Ook bekend als: Sleedoorn; Zwarte doorn
De vroegbloeiende Prunus spinosa is een waardevolle heester voor de ecologie: het is een bron van nectar en stuifmeel voor bijen in het voorjaar en een belangrijke voedselplant voor rupsen van veel motten en vlinders, waaronder de zwarte en bruine vlinder. Vogels nestelen tussen het dichte, doornige struikgewas en eten rupsen en andere insecten die zich in deze boom bevinden, maar eten ook de vruchten. De Prunus spinosa is een inheemse struik in Nederland en België en wordt zo’n 3-4 meter hoog en 3-4 meter breed.
Gewasgroep
Prunus spinosa is een is doornig vertakte, hoge struik en behoort tot de familie van Rosaceae (de rozenfamilie). In Nederland is deze pruimenboom ook wel bekend onder de naam sleedoorn.
Herkomst en historie
Prunus spinosa is in bijna heel Europa een algemeen voorkomend houtachtig gewas; van het Middellandse Zeegebied tot in Siberië en Iran. Het is de voorouder van de bij ons bekende gekweekte pruimensoorten. De bloemen en het blad van de sleedoorn dienden lange tijd als natuurgeneesmiddel. Ze veroorzaakten licht laxerende en vocht afdrijvende reacties.
Plantkenmerken
Hij heeft een rondvormige kroon met neergeboden takken onderaan de struik. De rechtopgaande takken zijn stijf en stug. De korte zijtakken eindigen in een stekel. De Prunus spinosa is bladverliezend. Het groene blad staat verspreid en verschijnt pas na de bloei aan de boom. In de herfst verkleuren de bladeren in prachtige combinaties van geel, oranje en rood. De bladeren zijn eivormig en langwerpig, rondom getand en aan de onderkant behaard. Hij bloeit in maart-april rijkelijk met kleine, witte bloemen. Ze bloeien alleenstaand of in bundels. Een bloeiende sleedoornstruik ziet er prachtig uit en geurt heerlijk en lokken hiermee vele bijen, vlinders en vogels en zijn een aanwinst voor iedere tuin.
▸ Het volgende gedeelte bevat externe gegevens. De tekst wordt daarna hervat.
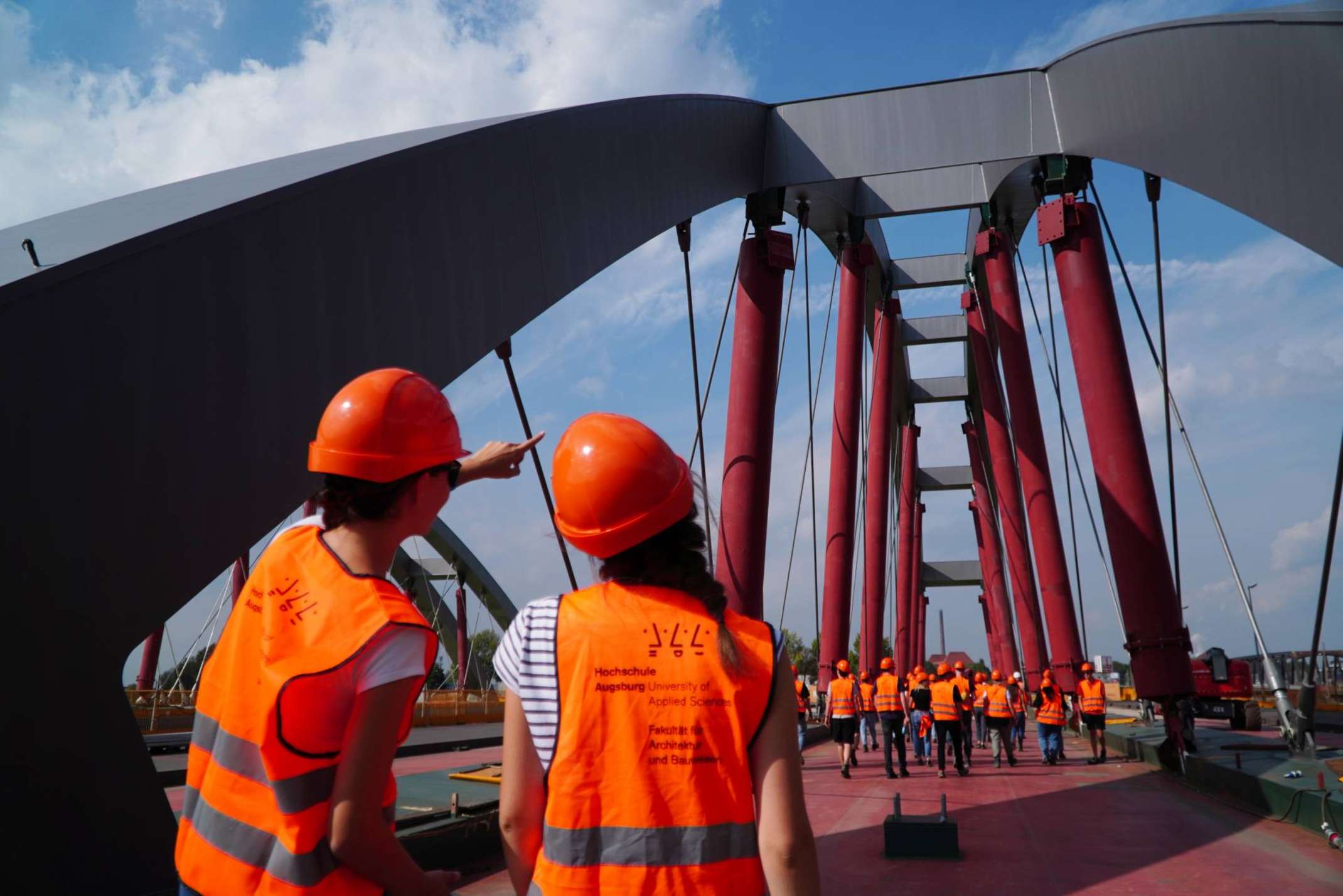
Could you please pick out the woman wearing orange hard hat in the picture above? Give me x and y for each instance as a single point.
(649, 730)
(311, 688)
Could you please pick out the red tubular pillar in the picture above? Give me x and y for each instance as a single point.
(906, 613)
(238, 578)
(464, 644)
(149, 660)
(990, 555)
(1009, 494)
(879, 485)
(1056, 594)
(843, 456)
(1155, 632)
(744, 511)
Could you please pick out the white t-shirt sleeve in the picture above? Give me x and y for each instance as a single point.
(397, 653)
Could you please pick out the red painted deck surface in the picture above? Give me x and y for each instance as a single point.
(1119, 828)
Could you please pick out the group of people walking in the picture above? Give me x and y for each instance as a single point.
(955, 710)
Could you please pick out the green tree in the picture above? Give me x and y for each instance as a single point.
(188, 669)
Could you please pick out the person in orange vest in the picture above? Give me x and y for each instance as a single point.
(892, 703)
(1051, 717)
(995, 703)
(841, 713)
(312, 683)
(981, 685)
(967, 707)
(868, 722)
(946, 719)
(649, 731)
(800, 688)
(1091, 695)
(920, 712)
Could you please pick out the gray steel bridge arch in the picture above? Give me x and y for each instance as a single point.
(176, 344)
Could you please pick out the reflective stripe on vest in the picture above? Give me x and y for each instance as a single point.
(1051, 711)
(270, 722)
(650, 786)
(841, 698)
(888, 693)
(1092, 695)
(998, 703)
(943, 701)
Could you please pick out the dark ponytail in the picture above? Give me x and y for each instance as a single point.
(676, 559)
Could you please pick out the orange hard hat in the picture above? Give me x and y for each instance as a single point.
(383, 426)
(617, 484)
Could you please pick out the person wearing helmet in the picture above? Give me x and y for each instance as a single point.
(868, 722)
(313, 680)
(800, 688)
(981, 687)
(1017, 696)
(995, 703)
(841, 713)
(892, 703)
(920, 712)
(1091, 695)
(649, 731)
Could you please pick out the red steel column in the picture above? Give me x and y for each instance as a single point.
(464, 644)
(238, 578)
(744, 509)
(843, 456)
(906, 618)
(879, 485)
(149, 660)
(1009, 494)
(1155, 632)
(1056, 594)
(990, 555)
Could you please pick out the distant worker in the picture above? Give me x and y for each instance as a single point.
(946, 719)
(1091, 695)
(311, 688)
(981, 687)
(995, 704)
(892, 710)
(920, 718)
(607, 785)
(868, 722)
(1017, 696)
(800, 688)
(1051, 718)
(841, 708)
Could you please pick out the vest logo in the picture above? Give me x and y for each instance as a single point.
(677, 648)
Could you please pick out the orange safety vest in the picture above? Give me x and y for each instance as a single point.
(841, 698)
(998, 704)
(1052, 710)
(943, 701)
(269, 726)
(649, 790)
(1092, 695)
(888, 693)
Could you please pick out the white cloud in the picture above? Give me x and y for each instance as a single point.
(72, 135)
(1106, 19)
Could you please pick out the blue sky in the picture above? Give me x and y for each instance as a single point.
(100, 100)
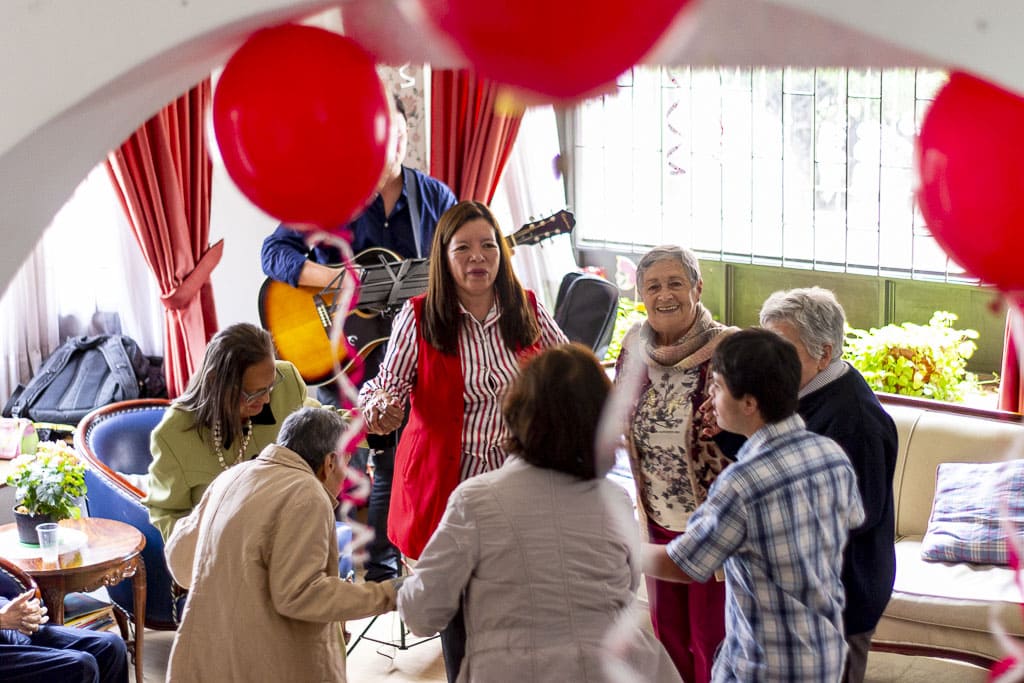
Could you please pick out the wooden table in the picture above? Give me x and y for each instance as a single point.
(111, 553)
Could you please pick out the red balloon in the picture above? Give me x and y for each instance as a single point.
(302, 122)
(972, 178)
(559, 49)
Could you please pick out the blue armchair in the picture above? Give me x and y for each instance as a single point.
(114, 440)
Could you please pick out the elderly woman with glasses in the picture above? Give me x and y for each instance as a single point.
(667, 359)
(230, 411)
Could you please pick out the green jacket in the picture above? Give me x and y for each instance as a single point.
(183, 465)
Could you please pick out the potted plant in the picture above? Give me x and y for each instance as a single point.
(48, 485)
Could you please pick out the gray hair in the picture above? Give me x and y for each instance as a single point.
(680, 255)
(312, 433)
(815, 313)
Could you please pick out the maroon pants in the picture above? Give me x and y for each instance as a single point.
(689, 619)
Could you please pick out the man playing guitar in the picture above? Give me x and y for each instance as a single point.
(401, 218)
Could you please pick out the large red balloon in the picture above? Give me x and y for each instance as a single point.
(302, 122)
(556, 48)
(971, 163)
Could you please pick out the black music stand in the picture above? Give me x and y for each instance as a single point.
(384, 288)
(403, 642)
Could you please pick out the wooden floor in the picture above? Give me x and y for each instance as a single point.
(370, 662)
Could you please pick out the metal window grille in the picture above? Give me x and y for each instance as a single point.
(806, 168)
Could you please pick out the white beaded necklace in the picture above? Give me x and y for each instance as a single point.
(247, 432)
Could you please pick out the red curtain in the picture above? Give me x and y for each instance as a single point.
(1011, 391)
(162, 175)
(470, 141)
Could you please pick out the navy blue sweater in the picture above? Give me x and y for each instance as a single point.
(849, 413)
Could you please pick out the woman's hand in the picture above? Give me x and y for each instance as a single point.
(24, 613)
(383, 414)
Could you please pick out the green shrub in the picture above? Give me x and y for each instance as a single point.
(913, 359)
(629, 313)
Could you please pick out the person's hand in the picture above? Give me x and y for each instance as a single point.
(383, 414)
(24, 613)
(709, 419)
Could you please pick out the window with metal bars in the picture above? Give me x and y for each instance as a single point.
(808, 168)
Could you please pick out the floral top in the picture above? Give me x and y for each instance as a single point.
(663, 420)
(673, 463)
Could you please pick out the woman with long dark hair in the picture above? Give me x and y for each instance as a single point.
(453, 354)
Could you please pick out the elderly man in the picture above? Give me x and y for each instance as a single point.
(260, 558)
(32, 650)
(836, 401)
De vruchten van de sleedoorn zijn kleine, ronde blauwzwarte bessen, de (slee)pruimen. Ze worden gebruikt om onder andere heldere gelei en likeur van te maken.
Toepassing en nazorg
De sleedoorn vormt een stijve, dichtbegroeide heester met lange doornen en kan daarom goed als omheining of afrastering worden gebruikt. Het is tevens een uitgesproken nestelhout en windvang-gewas. Vanwege de wijdrijkende wortels is het een uitstekende bodembevestiger en is hij geschikt voor aanplant op droge hellingen. Het hout is zeer hard en onder meer populair om wandelstokken van te maken. De sleedoorn houdt van ietwat vochtige grond en groeit zowel in de halfschaduw als in de volle zon en is uitstekend winterhard (zone 4).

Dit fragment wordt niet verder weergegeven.